5.20.2010

afterlife

People don't seem to care too much that that librarian is dead. I didn't even know her name, but for some reason, I can feel her absence. There's that feeling that someone I might have seen on the street and nodded at is gone forever and I never even knew her. I saw her photo in the paper today. She was surrounded by cats. Fat cats that obviously loved her just as much as she loved them. And she looked happy.

I joined the crowd watching them bring her body out of the burnt library, the library that I never visited. I told Alex not to look and I thought to myself don't look don't look, but I looked. We both looked. I held Alex's hand because she let me and we watched the last bits of smoke rise from the library and into the sky.

1 comment:

  1. Alex read the newspaper today. Well, she read the obituaries. The librarian died. No. The librarian was killed. Set to flames in her own library. Alex didn't really know her, but she drank a cup of tea in her memory. The obituary said Edith E. Evans loved tea. So Alex had a cup of Earl Grey as Sam slept soundly on her couch.

    Eventually he woke up and she showed him the paper. He was silent, but soon decided to walk down to the library. Alex joined him. They walked in silence through the streets that were so chaotic just the day before. The air smelt like burnt paper and Alex suddenly craved the smell of the ocean again. They arrived at the library.

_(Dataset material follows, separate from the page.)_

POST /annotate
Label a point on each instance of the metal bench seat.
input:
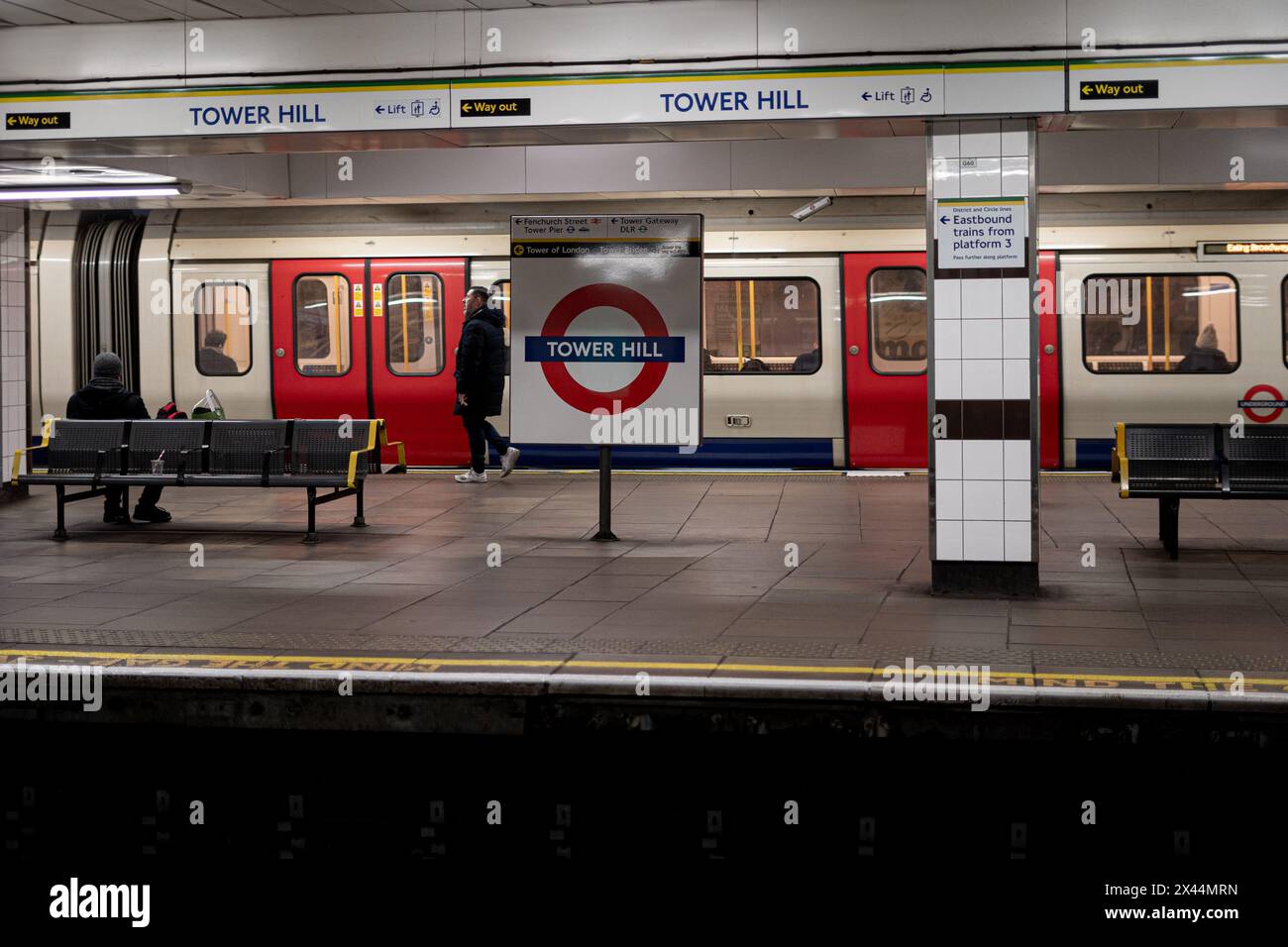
(304, 454)
(1175, 462)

    There was a large crowd of people surrounding the pile of burnt knowledge. Every inhabitant of this demented town watched as the body of Edith E. Evans was pulled out of the rubble and put into the back of an ambulance. Sam didn't want Alex to watch. He didn't want to himself. The sight, however, was impossible to look away from.

    Alex looked at Sam's saddened face and then at the crowd and what was left from the library. And then she made her decision. She would go back to her past life. She would tell Sam tomorrow and he could join her if he desired. But she had to go back. She had to be back on the sea. She had to go home.